- In a decision reached on Feb. 24, the Indiana Court of Appeals ruled that a $112 million contract awarded to Covanta by Indianapolis in 2014 to build and operate a mixed-waste processing center violated competitive bidding laws. The project had been suspended earlier this month.
- The appeals case was filed by Graphic Packaging International, Rock-Tenn Converting Co. (now known as WestRock), and resident Cathy Weinmann. It reversed a lower court's ruling that allowed the deal to go forward.
- The new facility would have created a 43-year pact, according to Resource Recycling. It also would have increased the amount of materials recycled in Indianapolis by 500% at no cost to the city, according to Covanta.
The "dirty MRF" facility in Indianapolis had been meeting opposition for a long time, as opponents argued that mixing trash and recyclables to be sorted later will amplify contamination in the waste stream, and further cost expensive processing issues. The suspension of the facility was a seemingly coincidental action, which was said to be done to "reassess plans to build the facility."
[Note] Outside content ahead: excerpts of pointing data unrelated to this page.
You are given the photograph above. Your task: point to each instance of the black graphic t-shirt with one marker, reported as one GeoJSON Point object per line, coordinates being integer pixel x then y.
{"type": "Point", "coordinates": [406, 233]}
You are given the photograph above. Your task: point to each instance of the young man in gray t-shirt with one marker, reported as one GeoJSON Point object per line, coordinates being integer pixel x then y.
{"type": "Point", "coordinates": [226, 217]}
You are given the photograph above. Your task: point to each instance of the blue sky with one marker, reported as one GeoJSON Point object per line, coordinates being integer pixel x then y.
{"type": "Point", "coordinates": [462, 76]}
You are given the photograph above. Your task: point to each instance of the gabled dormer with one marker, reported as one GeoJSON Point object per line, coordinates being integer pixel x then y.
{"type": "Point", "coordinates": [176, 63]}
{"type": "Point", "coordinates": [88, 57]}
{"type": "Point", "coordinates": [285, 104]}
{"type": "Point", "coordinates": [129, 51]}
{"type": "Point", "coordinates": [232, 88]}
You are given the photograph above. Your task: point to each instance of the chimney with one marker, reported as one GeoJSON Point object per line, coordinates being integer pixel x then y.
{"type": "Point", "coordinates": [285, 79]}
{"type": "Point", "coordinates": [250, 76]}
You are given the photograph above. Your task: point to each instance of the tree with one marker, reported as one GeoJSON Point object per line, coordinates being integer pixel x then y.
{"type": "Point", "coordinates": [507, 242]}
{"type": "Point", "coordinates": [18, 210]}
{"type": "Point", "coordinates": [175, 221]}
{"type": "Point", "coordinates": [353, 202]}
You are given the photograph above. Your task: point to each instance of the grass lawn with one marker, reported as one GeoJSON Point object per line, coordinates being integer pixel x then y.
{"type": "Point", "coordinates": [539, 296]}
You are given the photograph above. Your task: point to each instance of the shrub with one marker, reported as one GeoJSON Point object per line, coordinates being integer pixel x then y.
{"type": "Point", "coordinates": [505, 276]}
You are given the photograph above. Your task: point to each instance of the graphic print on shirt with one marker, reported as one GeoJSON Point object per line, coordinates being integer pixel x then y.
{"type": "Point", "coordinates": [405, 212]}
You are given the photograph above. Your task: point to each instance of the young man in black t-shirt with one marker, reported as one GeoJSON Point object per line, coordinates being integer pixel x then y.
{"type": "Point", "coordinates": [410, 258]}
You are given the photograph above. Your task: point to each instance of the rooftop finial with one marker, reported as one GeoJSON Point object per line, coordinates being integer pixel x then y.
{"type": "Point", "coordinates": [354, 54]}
"By including provisions related to the design, construction, and maintenance of this new facility, the amendment fell under the purview of section 4 of the Waste Disposal Statute, which requires among other things, public bidding and public participation in the process. That did not occur. Therefore the contract is void for failing to comply with the statute," the decision reads.
Indiana Recycling Coalition Executive Director Carey Hamilton supported the decision with "delight," stating that the coalition believes in "a competitive and transparent process will provide the best recycling program while also best serving taxpayers," as reported by Resource Recycling.
"This is a high profile case and we are reviewing the decision and its implications," SWANA CEO David Biderman told Waste Dive in an email. Waste Dive will continue to update the story with any developments.